Сверхновые на рубеже 20 века стали взрываться в русской литературе с угрожающей частотой. Ярко светить, дерзко грозить, сносить ударной волной прежний литературный миропорядок, насаждать свои, сталкиваться с такими же временными гигантами, либо коллапсируя в кромешную тьму, либо – выживая, правда, уже в куда более невыразительном и скромном формате.
Серебряный век русской литературы всегда отсчитывался от золотого.
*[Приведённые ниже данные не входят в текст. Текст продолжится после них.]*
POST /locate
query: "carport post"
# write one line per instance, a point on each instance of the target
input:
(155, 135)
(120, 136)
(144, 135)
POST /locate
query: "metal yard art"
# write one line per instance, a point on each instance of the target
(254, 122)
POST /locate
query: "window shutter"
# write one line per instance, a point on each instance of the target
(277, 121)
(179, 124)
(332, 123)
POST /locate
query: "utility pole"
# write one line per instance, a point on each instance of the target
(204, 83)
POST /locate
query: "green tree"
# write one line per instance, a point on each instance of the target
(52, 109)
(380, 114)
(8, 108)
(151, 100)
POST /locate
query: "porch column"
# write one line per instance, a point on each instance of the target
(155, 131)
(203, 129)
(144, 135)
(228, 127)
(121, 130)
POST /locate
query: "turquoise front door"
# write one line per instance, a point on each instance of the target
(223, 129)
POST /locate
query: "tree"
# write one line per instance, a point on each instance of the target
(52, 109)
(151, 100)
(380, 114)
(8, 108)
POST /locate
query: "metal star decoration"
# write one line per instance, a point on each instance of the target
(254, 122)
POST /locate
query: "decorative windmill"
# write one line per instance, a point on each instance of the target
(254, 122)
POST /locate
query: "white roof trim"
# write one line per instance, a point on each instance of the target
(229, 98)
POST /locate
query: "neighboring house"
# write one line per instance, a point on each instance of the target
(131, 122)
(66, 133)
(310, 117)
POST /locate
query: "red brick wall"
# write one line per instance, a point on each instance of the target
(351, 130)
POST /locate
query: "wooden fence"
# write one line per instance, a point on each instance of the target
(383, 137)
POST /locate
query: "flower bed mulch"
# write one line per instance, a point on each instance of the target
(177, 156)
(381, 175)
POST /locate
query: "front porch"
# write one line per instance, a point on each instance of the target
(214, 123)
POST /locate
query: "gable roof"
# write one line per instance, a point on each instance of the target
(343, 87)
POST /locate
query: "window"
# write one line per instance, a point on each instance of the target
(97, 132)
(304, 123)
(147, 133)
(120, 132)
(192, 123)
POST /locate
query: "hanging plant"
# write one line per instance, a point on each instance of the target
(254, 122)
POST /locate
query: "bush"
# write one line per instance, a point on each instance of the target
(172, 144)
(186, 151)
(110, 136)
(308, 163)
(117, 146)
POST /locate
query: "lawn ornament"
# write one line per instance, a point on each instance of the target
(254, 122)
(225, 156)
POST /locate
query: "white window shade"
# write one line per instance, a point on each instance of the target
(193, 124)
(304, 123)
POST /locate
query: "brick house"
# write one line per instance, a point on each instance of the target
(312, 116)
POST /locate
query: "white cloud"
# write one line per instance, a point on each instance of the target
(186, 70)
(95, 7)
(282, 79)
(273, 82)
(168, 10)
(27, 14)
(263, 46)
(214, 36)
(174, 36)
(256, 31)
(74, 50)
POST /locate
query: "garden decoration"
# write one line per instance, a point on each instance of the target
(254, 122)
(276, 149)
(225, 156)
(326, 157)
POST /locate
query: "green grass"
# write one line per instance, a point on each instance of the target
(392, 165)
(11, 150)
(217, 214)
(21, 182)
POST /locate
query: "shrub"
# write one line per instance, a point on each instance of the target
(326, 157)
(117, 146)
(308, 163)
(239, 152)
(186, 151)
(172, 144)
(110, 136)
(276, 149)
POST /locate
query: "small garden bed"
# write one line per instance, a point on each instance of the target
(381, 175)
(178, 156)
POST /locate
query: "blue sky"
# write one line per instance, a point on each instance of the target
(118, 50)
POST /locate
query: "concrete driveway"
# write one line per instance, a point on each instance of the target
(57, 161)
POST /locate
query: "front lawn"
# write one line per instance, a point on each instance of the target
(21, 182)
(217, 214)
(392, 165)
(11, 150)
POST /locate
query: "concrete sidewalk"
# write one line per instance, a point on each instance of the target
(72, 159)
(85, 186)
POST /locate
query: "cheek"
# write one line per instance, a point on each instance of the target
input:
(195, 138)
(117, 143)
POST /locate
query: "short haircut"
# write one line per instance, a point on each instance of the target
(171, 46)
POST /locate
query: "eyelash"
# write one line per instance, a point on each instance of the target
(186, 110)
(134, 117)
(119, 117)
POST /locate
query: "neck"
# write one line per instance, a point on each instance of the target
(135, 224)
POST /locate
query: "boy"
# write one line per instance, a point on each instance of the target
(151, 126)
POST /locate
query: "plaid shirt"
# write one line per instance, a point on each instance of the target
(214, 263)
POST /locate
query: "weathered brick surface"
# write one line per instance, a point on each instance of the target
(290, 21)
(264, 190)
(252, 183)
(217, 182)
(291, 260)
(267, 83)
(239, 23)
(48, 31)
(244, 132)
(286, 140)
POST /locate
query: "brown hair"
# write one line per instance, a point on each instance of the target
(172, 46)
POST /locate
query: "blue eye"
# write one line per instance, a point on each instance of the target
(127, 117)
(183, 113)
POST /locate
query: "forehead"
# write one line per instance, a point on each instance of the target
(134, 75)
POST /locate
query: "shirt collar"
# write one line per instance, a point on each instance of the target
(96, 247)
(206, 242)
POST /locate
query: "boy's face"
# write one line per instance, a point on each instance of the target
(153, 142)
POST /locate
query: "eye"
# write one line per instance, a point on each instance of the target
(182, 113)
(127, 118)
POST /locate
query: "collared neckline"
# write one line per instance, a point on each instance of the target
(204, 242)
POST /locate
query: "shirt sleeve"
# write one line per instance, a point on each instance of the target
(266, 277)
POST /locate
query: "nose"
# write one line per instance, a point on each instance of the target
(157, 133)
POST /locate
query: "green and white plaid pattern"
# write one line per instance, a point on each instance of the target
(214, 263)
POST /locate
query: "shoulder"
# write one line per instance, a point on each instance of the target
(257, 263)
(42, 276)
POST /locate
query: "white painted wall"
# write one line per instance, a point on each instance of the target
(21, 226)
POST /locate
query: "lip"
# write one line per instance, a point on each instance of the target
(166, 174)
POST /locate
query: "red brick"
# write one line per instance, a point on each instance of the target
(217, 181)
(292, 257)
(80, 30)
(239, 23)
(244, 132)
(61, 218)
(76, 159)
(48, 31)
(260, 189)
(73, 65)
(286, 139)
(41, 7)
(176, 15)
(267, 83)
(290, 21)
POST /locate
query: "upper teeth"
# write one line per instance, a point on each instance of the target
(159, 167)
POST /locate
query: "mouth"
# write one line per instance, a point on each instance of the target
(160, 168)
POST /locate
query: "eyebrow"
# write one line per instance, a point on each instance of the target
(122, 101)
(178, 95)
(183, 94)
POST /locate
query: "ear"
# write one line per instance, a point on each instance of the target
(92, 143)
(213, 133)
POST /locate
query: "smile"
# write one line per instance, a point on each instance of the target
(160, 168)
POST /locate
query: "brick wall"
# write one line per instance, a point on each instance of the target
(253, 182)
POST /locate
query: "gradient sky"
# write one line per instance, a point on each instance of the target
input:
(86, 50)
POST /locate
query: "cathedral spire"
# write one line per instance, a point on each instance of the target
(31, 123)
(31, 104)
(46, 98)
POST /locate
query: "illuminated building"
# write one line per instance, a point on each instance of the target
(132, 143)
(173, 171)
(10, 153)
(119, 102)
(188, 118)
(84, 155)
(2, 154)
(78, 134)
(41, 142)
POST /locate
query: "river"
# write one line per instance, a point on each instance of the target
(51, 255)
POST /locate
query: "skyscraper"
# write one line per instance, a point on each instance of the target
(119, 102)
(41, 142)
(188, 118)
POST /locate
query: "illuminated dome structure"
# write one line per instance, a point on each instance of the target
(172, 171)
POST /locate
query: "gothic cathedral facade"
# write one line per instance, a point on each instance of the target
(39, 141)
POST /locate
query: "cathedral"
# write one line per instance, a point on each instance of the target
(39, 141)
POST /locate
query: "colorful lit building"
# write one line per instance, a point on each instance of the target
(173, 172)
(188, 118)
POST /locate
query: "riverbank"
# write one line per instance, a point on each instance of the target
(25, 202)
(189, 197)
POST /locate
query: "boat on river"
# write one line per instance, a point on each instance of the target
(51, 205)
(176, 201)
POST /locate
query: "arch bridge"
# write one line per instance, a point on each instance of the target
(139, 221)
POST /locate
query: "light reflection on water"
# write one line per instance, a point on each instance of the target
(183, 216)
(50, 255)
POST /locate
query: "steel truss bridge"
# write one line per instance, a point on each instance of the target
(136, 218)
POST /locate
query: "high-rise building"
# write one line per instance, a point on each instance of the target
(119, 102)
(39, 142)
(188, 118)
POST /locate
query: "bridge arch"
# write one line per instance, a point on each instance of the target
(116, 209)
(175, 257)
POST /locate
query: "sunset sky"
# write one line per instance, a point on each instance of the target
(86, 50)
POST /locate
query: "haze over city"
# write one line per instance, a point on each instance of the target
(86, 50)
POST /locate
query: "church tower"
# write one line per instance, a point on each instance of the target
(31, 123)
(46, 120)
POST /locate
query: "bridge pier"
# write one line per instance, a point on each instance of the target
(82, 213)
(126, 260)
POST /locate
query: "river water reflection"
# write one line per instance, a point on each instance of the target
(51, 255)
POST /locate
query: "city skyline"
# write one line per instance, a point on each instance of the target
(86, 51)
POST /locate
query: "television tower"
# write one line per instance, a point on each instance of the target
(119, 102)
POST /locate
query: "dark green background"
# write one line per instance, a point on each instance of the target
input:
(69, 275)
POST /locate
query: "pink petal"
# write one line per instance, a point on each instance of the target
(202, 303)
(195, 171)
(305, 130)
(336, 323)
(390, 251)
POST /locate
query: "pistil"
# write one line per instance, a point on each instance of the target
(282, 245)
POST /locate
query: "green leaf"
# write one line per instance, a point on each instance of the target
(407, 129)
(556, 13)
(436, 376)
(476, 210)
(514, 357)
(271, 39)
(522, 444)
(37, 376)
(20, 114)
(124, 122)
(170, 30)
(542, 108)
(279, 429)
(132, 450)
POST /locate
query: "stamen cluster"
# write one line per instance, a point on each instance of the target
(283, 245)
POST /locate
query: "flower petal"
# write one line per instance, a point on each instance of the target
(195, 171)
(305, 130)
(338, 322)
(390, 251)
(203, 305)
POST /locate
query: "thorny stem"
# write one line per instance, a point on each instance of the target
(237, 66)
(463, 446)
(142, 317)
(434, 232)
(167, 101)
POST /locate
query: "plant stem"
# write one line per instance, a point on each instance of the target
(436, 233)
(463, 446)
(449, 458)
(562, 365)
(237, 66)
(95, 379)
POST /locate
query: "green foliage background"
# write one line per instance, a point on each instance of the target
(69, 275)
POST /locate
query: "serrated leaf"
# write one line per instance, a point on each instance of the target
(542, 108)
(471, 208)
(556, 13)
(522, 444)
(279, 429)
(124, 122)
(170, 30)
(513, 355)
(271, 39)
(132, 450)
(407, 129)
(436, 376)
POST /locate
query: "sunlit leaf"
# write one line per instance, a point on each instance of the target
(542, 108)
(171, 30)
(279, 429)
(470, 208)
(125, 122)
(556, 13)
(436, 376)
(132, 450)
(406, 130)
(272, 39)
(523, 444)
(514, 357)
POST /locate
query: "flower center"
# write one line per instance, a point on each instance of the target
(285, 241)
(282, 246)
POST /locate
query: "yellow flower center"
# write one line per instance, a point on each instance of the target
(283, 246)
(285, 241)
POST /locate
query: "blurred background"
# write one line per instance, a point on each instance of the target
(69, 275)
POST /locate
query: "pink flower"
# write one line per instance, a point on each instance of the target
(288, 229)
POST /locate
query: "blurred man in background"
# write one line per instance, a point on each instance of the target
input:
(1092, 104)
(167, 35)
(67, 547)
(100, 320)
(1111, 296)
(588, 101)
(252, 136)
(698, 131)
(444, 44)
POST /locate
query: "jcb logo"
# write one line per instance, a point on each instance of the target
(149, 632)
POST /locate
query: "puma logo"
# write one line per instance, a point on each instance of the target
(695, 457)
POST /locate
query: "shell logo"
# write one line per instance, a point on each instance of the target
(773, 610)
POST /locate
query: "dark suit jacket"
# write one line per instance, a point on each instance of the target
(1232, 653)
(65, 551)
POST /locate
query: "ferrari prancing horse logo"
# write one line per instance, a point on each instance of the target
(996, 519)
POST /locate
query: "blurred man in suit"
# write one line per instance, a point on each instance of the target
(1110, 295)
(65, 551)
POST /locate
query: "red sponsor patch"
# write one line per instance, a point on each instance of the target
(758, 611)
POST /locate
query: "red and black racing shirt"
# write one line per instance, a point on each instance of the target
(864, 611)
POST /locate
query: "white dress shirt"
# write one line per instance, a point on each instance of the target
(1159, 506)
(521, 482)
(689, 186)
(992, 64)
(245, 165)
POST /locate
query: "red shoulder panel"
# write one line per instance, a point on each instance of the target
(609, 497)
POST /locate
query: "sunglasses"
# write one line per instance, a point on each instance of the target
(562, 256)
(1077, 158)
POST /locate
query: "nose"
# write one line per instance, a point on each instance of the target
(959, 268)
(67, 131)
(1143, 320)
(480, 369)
Не сам по себе драгоценный, а именно – рядышком с золотым. Может быть даже слегка позолоченный. Этакая литературная диффузия – взаимопроникновение атомов поэзии близко слепленных во времени слитков литературы. «Как вы думаете, – спрашивала молодого Бродского Анна Ахматова, – кто был предтечей Мандельштама?» «Пушкин», – уверенно отвечал будущий Нобелевский лауреат. «Верно», – соглашалась царица новой русской поэзии.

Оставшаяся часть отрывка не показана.